In regard to rain the pattern for my stay was snow, rain, sunny, rain, sunny and rain. This would change every two to four days as a new weather front was followed by a high-pressure system.

My route was Lake Dove, Hansons Peak, Scott-Kilvert Hut for two nights, Waterfall Valley Hut, back to Scott-Kilvert, then onto Lake Winderemere camping, New Pelion camping, Du Cane camping, Windy Ridge Hut, Pine Valley Hut for two nights, Narcissus Bay then the walk out via Lake St Clair. During that time, the peaks when they became accessible were covered in cloud. The Lake St Clair section I completed in four hours 25 minutes, including lunch. Not bad for a 40-year-old, I thought. It was sunny from Waterfall Valley to the Pelion Plains and in Pine Valley and the rest of the time it was cloudy, rained or snowed. My favourite spots were, the Twisted Lakes/Artists Pool area below Cradle Mountain, Lake Windemere, the primeval forest below Pelion Gap and forest above Windy Ridge, Pine Valley and The Labyrinth and The Acropolis and the forests along Lake St Clair. These places will be my emphasis for photography on my next trip.

Wilderness Photography has its own form of purgatory. For two days I would walk over to a different window at Scott-Kilvert hut and look at the bitingly cold wind and rain push around the trees with Cradle Mountain blanketed in cloud. A feeling of frustration sitting on my chest as I looked out the window. Occasionally I would venture out, stand at a location, my tripod mounted camera covered by a plastic bag with sleet hitting me in the back, waiting for a break in the weather. Patience exhausted, I would move on and look back to see the momentary break in weather occur.

Then there was The Labyrinth, were I stood for 45 minutes waiting for the cloud to move off The Acropolis and then have two walkers enter the shot and stand there looking at me just as the cloud lifted. Not forgetting Narcissus Bay, were I rose before dawn on a cloud-less day and set up my gear, only to have the clouds move in from the north just as the sun rose.

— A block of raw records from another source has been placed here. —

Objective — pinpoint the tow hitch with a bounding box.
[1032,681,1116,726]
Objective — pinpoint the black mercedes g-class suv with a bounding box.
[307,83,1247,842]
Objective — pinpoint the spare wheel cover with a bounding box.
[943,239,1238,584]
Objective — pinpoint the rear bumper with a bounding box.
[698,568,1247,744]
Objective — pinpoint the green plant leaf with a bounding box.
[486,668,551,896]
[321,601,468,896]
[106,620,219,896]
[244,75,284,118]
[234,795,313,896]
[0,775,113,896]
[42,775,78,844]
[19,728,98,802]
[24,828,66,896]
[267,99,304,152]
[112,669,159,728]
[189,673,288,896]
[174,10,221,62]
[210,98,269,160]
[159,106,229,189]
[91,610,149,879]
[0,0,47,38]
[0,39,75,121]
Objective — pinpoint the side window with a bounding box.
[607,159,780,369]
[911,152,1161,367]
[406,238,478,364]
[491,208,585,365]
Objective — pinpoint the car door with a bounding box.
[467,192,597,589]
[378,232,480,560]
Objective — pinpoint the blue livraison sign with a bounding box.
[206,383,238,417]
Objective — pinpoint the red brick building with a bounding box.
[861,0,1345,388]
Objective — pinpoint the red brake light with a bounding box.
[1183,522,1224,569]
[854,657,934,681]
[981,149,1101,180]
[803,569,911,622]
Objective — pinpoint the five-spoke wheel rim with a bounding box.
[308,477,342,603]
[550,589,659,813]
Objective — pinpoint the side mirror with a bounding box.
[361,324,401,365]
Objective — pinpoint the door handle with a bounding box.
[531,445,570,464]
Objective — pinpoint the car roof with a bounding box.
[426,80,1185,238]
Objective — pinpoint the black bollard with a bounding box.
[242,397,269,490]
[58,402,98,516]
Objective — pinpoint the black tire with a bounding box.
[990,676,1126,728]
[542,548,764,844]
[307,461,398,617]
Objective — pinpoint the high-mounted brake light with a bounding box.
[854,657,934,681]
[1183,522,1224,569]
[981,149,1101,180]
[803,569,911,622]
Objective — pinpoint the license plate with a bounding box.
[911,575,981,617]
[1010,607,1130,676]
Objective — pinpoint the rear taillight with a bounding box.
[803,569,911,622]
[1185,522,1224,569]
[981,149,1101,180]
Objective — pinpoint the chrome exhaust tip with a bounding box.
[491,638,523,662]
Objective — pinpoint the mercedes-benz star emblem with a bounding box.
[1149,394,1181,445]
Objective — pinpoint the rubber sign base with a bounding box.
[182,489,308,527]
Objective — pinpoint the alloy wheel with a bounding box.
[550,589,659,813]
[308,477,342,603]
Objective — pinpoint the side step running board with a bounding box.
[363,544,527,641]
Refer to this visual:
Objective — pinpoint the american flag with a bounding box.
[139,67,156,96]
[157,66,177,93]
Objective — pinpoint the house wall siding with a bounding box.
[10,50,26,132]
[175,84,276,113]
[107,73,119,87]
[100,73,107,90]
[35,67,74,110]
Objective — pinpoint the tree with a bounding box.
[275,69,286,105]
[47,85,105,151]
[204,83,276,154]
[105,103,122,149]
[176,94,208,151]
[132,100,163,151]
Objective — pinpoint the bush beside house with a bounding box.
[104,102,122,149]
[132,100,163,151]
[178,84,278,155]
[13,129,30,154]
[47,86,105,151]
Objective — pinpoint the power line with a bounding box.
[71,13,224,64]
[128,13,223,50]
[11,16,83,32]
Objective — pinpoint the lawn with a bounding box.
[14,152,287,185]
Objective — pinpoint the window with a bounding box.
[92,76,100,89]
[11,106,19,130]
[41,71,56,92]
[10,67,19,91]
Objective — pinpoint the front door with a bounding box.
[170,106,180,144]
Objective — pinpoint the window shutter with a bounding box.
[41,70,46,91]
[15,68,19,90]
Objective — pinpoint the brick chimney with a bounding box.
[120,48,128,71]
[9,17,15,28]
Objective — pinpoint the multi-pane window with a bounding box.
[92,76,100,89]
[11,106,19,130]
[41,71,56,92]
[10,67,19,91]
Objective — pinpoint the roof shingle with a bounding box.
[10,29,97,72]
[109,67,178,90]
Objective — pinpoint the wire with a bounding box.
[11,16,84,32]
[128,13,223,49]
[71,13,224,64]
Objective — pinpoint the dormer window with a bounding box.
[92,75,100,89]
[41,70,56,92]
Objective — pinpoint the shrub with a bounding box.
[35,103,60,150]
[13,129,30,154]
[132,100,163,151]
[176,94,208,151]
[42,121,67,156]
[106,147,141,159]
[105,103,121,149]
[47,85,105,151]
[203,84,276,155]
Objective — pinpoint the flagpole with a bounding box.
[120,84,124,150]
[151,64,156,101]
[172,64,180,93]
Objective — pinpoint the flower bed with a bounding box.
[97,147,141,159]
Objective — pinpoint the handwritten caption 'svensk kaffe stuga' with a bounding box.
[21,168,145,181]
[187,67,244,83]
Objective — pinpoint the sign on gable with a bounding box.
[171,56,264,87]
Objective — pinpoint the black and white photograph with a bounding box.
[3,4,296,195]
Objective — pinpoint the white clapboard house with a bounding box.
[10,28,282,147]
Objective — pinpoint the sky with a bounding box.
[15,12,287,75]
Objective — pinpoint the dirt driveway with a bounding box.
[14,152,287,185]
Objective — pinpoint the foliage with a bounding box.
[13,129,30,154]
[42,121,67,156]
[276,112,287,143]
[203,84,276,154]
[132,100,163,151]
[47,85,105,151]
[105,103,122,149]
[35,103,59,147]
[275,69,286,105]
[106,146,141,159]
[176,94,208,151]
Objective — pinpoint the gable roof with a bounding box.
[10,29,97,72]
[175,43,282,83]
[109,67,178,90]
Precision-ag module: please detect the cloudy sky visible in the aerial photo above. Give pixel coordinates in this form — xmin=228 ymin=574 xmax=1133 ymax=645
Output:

Then there were the photo opportunities I chose to ignore because of perceived time pressure, the weather or tiredness and then regret not stopping.

Clearly the lesson learnt was: "If the opportunity presents itself, take it!"

Did I enjoy myself? Yes, so much so I nearly re-stocked and went back in.

What did I gain from the experience? From the 11 roles of slide film I did gain a few good shots. I lost three kilos in weight. I learnt a lot.

Over the past two years I have been increasing my knowledge of photography and building up a library of shots on the Budawangs, The Jagungal Wilderness and now The Overland Track. It was my initial intention back then to share with others the majesty of what we experience on our trips by publishing my work and giving slide shows to interested groups. I feel it is important that we impart to the armchair travelers and environmentalists an idea of what is in our remarkable bush and why it is so important.

As part of that process I hope by the end of the year to have an Internet home page set up so I can publish my work on the net. Who knows, I might even make some money out of it.

NOTE:  This trip report is now a few years old.